As the Legion moved into the 21st century, its members rededicated themselves to ensure the care of Canada’s Veterans and the perpetuation of remembrance. The implementation of the “Two Minute Wave of Silence” in 1999, the establishment of “The Tomb of The Unknown Soldier” in 2000, and its advocacy for the Year of the Veteran in 2005 are examples of how the Legion has been preparing Canadians to never forget the lessons and sacrifices of the past.

New Veterans Charter

Following more advocacy efforts in 2004 -05 which was largely based on the federal government’s intention to deploy troops in a combat role in Afghanistan effective February 2006, a new set of legislative measures covering virtually every aspect of our servicemen and women’s lives were unanimously adopted by all federal parties. Called the Canadian Forces Members and Veterans Re-establishment and Compensation Act, it has since been more commonly referred to as the New Veterans Charter.

Much like the Veterans’ Charter before it, the NVC offers a wide range of programs, services and benefits for Canada’s servicemen and women and their families.

The Legion, along with other Veterans organizations continue to make presentations before the Senate and the various Parliamentary committees seeking improvements to the NVC which everyone at the time of its adoption agreed was a “living Charter”. This led to the NVC being amended by Bill-55 in 2011.

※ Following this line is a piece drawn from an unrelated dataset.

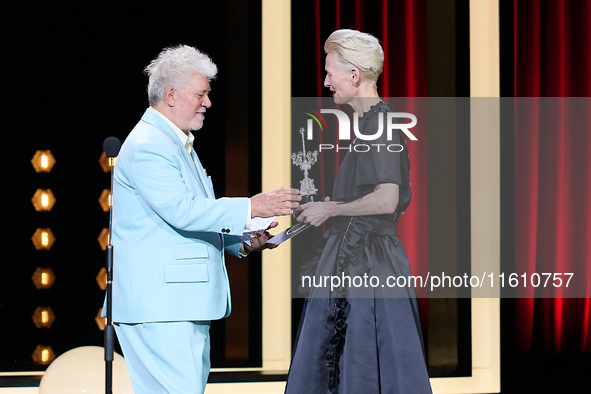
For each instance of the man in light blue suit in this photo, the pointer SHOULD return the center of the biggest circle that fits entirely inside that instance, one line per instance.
(170, 233)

Two of the more recent improvements adopted in the Spring of 2015 deal with financial benefits for Canada’s most seriously injured Veterans after age 65 (Retirement Income Security Benefit) and that all reservists, injured as a result of their military service should be entitled to the same benefits and support comparable to Regular Force members as part of their rehabilitation program.

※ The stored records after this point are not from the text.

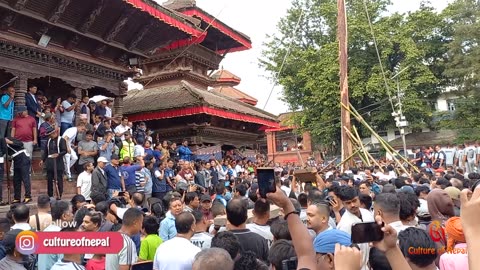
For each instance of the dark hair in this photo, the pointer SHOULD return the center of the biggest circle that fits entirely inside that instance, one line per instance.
(95, 217)
(228, 241)
(279, 229)
(315, 196)
(261, 208)
(21, 213)
(389, 203)
(303, 199)
(4, 225)
(151, 224)
(131, 216)
(184, 222)
(237, 212)
(190, 197)
(198, 215)
(280, 250)
(102, 207)
(97, 197)
(249, 261)
(366, 200)
(138, 198)
(408, 205)
(346, 193)
(378, 260)
(58, 209)
(418, 238)
(43, 201)
(220, 188)
(420, 189)
(241, 189)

Outreach and Visitation Initiative

At the Legion’s Dominion Convention in 2000, delegates passed a Resolution asking the federal government institute a transitional care program that will ensure the safety and dignity of the Veteran. Veterans Affairs Canada responded with the Long Term Care Surveyor program which was replaced by the Outreach and Visitation Initiative in 2013. VAC increased their commitment in 2015 for this important initiative which will allow our Legion OVI volunteers to make 8,000 visits to our Veterans in LTC facilities.

Funeral and Burial Service Benefits program

At every biennial Dominion Convention since 2004, the Legion has requested the federal government to make some important improvements to the Veterans’ Funeral and Burial Benefits program which had been drastically cutback in the 1990s. Faced with government inaction, the Legion embarked on a letter-writing campaign in January 2013. Two months later, the federal government buckled and granted an increase in funding and removal of restrictions around their use.

Service Bureau Network

The Legion’s flagship in its advocacy efforts is the Legion’s Service Bureau, a network of more than 1,400 volunteers and professionals working at branches, provincial commands and Dominion Command to secure disability benefits for Veterans.

The Legion and in particular the Legion Service Bureau Network remains concerned with the problems affecting Veterans and their dependents, especially in connection with claims for disability awards, survivor benefits and the ACVA Report recommendations. The Service Bureau is a free service to members and non-members alike.